2. Clouds do absorb 10 μm
radiation and then reemit 10 μm IR
radiation upwards toward the satellite and down toward the
ground. It is the radiation emitted by the top surface of
the cloud that will travel through the atmosphere and up to the
satellite. The top surface of a low altitude cloud will be
relatively warm. Warmer objects emit stronger IR radiation
than a cool object (the Stefan Boltzmann law). This is shown
as grey on an IR satellite photograph. A grey
unimpressive looking cloud on an IR satellite photograph may
actually be a thick nimbostratus cloud that is producing rain or
snow.
3. Cloud tops found at high altitude are cold and
emit IR radiation at a lower rate or lower intensity. This
shows up white on an IR photograph.
4. Two very different clouds (a thunderstorm and a
cirrostratus cloud) would both appear white on the satellite
photograph and would be difficult to distinguish.

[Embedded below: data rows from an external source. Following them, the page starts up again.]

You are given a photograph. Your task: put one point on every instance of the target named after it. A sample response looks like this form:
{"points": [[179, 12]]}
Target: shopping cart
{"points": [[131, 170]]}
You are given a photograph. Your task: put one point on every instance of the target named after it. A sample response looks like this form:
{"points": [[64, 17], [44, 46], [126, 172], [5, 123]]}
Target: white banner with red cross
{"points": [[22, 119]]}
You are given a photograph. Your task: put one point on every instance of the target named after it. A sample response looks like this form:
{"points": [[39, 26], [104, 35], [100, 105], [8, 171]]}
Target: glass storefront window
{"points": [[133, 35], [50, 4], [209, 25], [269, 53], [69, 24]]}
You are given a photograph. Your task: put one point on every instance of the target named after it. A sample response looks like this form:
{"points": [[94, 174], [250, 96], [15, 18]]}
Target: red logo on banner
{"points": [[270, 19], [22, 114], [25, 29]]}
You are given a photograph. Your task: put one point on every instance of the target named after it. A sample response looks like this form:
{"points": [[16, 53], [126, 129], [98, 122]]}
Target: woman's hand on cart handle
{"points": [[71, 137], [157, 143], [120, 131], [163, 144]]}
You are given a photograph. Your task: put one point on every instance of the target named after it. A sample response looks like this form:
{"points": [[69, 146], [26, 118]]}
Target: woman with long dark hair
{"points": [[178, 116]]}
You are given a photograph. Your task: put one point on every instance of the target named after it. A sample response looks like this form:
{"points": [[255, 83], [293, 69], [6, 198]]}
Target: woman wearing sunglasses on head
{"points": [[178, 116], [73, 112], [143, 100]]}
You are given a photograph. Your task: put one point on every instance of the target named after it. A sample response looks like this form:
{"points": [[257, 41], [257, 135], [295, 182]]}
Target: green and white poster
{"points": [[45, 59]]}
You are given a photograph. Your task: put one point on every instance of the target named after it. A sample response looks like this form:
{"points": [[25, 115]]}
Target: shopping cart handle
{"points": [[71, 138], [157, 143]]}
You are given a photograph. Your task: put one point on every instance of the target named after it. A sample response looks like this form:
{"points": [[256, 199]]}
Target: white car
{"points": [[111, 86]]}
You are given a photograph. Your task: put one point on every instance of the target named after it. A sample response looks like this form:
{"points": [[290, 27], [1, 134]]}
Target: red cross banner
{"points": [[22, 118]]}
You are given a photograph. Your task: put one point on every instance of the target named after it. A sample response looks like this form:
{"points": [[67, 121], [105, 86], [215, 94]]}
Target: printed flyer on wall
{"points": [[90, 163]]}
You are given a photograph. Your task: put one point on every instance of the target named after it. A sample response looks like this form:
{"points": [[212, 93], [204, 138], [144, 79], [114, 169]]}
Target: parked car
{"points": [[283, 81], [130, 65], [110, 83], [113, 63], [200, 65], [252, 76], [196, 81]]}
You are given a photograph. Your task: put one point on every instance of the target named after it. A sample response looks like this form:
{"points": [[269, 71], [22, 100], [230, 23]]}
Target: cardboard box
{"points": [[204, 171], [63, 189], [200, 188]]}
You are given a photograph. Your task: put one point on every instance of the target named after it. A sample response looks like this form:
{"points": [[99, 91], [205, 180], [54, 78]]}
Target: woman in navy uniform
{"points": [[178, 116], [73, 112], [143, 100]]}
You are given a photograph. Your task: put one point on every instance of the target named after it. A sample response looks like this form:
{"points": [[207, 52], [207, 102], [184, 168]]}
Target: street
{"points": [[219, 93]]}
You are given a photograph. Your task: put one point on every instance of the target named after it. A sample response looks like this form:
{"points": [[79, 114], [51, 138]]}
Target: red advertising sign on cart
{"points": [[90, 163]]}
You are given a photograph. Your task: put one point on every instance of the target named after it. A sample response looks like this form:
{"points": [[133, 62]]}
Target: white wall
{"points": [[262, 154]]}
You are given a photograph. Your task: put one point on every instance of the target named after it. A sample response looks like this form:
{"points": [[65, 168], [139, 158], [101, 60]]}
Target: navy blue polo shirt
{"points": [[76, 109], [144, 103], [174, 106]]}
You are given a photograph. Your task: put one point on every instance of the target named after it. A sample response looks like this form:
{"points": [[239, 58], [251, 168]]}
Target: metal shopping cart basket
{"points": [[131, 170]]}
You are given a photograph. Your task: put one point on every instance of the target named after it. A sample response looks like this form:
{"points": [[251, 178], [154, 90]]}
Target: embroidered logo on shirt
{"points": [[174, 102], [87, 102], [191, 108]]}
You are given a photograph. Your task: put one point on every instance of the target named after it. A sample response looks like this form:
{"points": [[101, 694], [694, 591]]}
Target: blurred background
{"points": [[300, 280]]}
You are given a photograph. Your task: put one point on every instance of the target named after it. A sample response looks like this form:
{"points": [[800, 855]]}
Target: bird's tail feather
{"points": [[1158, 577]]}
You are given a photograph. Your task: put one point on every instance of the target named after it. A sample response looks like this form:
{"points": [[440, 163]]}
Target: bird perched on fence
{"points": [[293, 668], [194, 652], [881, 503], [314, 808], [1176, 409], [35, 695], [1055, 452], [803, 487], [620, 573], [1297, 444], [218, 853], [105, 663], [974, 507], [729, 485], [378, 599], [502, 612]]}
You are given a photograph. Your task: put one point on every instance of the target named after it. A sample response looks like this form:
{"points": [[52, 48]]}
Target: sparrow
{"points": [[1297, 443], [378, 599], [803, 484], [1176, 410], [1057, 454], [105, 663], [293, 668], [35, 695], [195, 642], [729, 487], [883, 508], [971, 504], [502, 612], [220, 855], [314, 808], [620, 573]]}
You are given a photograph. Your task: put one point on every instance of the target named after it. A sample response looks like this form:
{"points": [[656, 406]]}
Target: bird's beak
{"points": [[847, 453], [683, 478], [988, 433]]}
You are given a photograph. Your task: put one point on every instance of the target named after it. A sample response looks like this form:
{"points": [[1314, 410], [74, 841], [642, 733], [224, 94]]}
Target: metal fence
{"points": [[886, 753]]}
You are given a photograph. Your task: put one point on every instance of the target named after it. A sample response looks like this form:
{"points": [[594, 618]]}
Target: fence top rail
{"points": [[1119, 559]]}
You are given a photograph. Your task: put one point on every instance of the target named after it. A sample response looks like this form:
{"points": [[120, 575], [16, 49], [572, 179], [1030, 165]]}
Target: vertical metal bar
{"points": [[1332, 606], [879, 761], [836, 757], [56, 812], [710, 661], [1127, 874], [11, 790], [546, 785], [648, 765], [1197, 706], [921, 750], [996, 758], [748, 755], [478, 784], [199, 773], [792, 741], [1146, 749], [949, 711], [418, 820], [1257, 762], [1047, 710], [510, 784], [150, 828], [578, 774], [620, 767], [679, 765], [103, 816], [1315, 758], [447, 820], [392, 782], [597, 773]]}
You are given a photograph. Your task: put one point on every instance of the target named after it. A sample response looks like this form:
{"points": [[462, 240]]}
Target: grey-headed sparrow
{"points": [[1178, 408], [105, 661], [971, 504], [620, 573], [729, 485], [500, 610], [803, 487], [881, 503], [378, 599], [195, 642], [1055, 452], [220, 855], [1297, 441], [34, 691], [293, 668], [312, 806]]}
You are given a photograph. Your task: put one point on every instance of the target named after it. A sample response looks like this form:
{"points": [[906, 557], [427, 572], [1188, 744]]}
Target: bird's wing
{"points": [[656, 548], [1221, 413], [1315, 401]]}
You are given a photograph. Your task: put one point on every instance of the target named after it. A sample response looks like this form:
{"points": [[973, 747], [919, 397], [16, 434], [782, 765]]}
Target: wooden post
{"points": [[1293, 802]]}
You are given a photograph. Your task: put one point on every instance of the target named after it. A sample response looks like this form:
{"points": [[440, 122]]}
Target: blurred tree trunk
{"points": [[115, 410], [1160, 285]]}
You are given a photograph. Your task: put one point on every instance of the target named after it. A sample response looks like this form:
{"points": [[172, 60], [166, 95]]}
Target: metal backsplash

Meteorologists are interested in locating thunderstorms because
they can produce hazardous severe weather. This can't be
done using just IR photographs.
5. And here is what I think is one of the most
interesting things you can see on an IR satellite photograph, it
doesn't have anything to do with clouds. The ground changes
temperature during the course of the day. On an infrared
satellite animation you can watch the ground change from dark grey
or black (afternoon when the ground is warmest) to lighter grey
(early morning when the ground is cold) during the course of a
day. Because of water's high specific heat, the ocean right
alongside doesn't change temperature much during the day and
remains the same shade of grey throughout the day.
Here's a
link to an IR satellite photograph loop on the UA
Atmospheric Sciences Dept. webpage. Watch the ground
change from light grey to dark grey. By comparison the
ocean's shade of grey doesn't appear to change at all.
24 hours of IR
satellite photography (National Weather Service)
The remaining material
wasn't covered in class
Visible satellite photographs
1. A visible satellite photograph photographs sunlight that
is reflected by clouds. It shows what you would see if you
were out in space looking down at the earth. You won't see
clouds on a visible satellite photograph at night.
2. Thick clouds are good reflectors and appear white. The
low altitude layer cloud and the thunderstorm would both appear
white on this photograph and would be difficult to distinguish.
3. Thinner clouds don't reflect as much light and appear
grey.
Here's a summary
The figure below shows how if you
combine both visible and IR photographs you can begin to
distinguish between different types of clouds.
You can use this figure to answer the satellite
photograph question that is on the Quiz #3 Study Guide.